The current ATN model of AD does not specify the subtype of β-amyloid to be considered. Here, we demonstrate that Aβ40 levels are important indicators for T and N, and although Aβ40 and Aβ42 were strongly interrelated, they do not co-occur uniformly, such that some individuals may develop Aβ42 but not Aβ40, or the inverse. If so, then there may be adults who appear A+ on a neuroimaging scan but never develop Aβ40 dense-core plaques. Conversely, some individuals with rapid Aβ40 may not attain the levels of global β-amyloid deposition necessary to be considered A+, potentially earning the diagnosis of primary age-related tauopathy (PART) [48] or suspected non-Alzheimer’s disease pathophysiology (SNAP) [49]. Therefore, the present study suggests that when considering the current ATN model of AD in a clinical setting, we may be overlooking the differential roles that the two β-amyloid subtypes play in the pathological cascade. Furthermore, the present report highlights the applicability and utility of employing analysis of peripheral ATN biomarkers to study and further understand the underlying neurobiological etiology for the CI observed in this population. Combined with molecular imaging methodologies that directly interrogate levels of cortical ATN, future investigations utilizing a concurrent imaging and peripheral ATN investigation offer a powerful arsenal of useful biomarkers to help better understand the observed CI in this population.

Why carry out this study?

World Trade Center (WTC) responders are experiencing early-onset cognitive impairment and are at risk of developing dementia, such as Alzheimer’s disease (AD).

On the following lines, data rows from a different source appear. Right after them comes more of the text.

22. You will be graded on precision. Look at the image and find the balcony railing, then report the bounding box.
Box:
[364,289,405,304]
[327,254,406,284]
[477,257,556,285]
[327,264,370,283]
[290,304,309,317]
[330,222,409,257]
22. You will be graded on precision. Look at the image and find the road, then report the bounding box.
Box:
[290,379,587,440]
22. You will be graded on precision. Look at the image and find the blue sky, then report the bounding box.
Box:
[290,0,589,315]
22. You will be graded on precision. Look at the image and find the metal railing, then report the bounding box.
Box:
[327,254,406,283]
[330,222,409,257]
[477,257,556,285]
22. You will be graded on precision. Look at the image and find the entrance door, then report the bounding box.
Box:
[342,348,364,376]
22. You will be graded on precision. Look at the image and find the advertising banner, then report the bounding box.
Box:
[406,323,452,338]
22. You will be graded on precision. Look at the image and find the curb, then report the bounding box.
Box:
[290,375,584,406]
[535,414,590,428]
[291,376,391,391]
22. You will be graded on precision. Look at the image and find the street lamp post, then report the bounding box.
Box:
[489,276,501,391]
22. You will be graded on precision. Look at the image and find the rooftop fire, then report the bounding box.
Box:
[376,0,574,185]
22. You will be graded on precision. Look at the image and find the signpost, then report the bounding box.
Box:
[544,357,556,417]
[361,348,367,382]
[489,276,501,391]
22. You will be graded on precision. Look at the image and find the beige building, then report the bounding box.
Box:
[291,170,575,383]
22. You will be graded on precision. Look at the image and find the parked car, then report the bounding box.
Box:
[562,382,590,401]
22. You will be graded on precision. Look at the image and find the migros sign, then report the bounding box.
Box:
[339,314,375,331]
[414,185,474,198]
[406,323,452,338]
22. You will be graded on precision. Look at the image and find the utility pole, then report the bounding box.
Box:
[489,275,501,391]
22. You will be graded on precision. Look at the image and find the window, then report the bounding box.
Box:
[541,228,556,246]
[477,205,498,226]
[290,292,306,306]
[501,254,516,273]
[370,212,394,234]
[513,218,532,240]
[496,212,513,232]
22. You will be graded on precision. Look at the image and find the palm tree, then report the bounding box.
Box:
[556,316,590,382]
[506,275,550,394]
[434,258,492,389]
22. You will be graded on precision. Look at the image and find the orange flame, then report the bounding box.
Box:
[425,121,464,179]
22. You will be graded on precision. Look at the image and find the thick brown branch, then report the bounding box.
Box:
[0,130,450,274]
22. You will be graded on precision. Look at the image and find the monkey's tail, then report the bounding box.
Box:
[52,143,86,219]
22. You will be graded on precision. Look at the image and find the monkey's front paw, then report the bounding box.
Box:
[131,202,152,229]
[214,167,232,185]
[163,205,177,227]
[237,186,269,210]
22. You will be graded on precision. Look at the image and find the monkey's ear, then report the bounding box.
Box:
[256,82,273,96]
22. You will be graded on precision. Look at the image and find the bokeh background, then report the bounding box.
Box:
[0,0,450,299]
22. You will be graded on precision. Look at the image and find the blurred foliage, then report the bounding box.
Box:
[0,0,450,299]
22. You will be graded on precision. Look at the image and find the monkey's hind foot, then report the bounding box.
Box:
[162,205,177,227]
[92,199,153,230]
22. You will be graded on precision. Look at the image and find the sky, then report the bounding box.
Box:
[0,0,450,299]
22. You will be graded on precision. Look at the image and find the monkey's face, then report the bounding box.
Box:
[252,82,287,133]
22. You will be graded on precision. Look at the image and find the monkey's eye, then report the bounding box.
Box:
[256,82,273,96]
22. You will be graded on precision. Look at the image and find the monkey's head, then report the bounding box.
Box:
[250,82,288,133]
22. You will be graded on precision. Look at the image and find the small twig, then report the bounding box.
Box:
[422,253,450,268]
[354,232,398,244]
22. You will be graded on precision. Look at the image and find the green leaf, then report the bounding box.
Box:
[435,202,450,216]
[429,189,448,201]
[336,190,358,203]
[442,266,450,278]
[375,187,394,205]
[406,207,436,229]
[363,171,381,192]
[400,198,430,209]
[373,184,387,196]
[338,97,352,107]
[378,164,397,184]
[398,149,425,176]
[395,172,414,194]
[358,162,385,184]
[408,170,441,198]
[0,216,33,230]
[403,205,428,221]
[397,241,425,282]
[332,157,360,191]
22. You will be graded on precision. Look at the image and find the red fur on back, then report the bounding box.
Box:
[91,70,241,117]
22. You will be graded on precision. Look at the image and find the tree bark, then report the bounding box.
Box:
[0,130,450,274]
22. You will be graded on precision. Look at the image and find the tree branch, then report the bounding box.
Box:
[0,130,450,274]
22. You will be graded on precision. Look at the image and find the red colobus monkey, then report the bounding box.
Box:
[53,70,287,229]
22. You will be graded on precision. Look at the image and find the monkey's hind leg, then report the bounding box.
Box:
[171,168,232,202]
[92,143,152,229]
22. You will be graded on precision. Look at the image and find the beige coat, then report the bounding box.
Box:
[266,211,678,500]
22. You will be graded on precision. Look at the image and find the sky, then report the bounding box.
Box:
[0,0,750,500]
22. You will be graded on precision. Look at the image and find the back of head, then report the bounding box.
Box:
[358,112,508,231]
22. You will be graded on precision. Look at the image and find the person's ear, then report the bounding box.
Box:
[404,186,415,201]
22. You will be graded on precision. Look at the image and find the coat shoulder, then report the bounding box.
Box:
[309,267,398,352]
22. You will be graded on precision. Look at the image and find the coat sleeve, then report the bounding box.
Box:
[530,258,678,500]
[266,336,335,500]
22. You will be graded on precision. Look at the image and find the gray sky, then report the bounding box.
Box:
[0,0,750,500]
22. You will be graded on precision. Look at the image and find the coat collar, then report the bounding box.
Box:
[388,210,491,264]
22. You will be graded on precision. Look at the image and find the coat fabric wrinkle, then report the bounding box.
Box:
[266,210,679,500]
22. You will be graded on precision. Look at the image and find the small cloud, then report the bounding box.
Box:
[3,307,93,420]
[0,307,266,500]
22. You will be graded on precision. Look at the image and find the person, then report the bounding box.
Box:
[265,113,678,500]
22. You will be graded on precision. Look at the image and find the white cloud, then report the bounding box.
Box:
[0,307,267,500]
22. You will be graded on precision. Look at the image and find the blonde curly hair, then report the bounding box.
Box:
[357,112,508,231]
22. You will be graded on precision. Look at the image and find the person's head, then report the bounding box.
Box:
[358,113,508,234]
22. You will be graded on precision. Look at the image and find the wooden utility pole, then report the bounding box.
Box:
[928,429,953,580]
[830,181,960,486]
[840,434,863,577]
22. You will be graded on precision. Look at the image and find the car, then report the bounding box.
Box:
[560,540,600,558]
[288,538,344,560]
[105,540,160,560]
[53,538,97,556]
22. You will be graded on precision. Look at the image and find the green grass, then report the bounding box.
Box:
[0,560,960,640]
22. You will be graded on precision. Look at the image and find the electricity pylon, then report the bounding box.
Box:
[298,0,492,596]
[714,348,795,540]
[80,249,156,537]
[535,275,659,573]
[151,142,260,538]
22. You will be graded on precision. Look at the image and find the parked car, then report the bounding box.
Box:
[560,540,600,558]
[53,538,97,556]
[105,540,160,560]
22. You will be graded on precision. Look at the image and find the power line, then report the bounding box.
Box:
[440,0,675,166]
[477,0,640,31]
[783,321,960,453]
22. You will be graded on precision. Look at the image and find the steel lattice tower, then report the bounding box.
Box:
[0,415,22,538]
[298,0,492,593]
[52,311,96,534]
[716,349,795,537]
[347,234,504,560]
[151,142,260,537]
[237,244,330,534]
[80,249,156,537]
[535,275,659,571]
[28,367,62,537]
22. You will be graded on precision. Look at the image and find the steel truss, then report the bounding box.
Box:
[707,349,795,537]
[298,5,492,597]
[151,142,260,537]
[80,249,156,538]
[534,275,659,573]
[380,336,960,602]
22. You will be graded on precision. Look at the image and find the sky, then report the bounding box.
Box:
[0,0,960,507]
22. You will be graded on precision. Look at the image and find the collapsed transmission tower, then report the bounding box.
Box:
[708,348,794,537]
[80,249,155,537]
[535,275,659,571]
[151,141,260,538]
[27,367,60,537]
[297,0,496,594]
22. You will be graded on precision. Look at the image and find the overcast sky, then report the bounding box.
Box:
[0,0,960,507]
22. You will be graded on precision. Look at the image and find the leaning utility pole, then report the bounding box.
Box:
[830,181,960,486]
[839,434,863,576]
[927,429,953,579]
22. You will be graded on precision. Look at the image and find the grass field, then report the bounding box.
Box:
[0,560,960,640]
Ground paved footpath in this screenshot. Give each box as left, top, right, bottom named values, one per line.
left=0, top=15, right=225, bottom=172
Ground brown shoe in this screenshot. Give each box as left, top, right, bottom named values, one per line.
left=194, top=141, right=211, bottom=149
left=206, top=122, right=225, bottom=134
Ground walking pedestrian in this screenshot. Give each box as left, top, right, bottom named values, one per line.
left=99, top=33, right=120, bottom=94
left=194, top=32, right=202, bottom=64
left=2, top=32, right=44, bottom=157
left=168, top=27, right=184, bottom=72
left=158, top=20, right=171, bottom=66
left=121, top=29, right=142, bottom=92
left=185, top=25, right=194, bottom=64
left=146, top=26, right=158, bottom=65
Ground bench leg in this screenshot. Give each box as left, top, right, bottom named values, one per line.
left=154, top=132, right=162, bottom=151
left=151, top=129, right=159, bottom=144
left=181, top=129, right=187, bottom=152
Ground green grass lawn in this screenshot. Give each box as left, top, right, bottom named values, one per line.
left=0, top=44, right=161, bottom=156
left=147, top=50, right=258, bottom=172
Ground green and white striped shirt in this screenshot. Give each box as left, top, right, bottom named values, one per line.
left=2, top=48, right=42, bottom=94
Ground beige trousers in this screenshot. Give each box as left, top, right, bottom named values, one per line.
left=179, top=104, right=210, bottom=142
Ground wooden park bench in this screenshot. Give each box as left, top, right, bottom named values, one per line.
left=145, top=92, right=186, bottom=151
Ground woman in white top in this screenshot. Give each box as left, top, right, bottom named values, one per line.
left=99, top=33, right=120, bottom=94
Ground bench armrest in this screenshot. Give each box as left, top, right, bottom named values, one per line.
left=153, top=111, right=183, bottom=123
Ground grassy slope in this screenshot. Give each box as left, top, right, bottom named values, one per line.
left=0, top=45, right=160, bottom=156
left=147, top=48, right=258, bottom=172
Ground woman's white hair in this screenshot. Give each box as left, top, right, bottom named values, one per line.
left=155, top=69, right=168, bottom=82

This study examined the application of the NIA-AA framework for AD using Simoa plasma-based neuropathological markers of Aβ42 and Aβ40 for Amyloid, total tau for Tau and NfL for Neurodegeneration (ATN) in 398 WTC responders.

What was learned from the study?

Our findings support the ATN neuropathological cascade model of AD in WTC responders and identified a novel role for Aβ40 in the ATN framework.

Plasma measures of ATN are a viable biomarker for assessing peripheral neuropathology underlying the cognitive impairment observed in WTC responders.

This study highlights that AD pathogenesis has different contributions from the each of the two β-amyloid subtypes, which the current ATN model does not specify.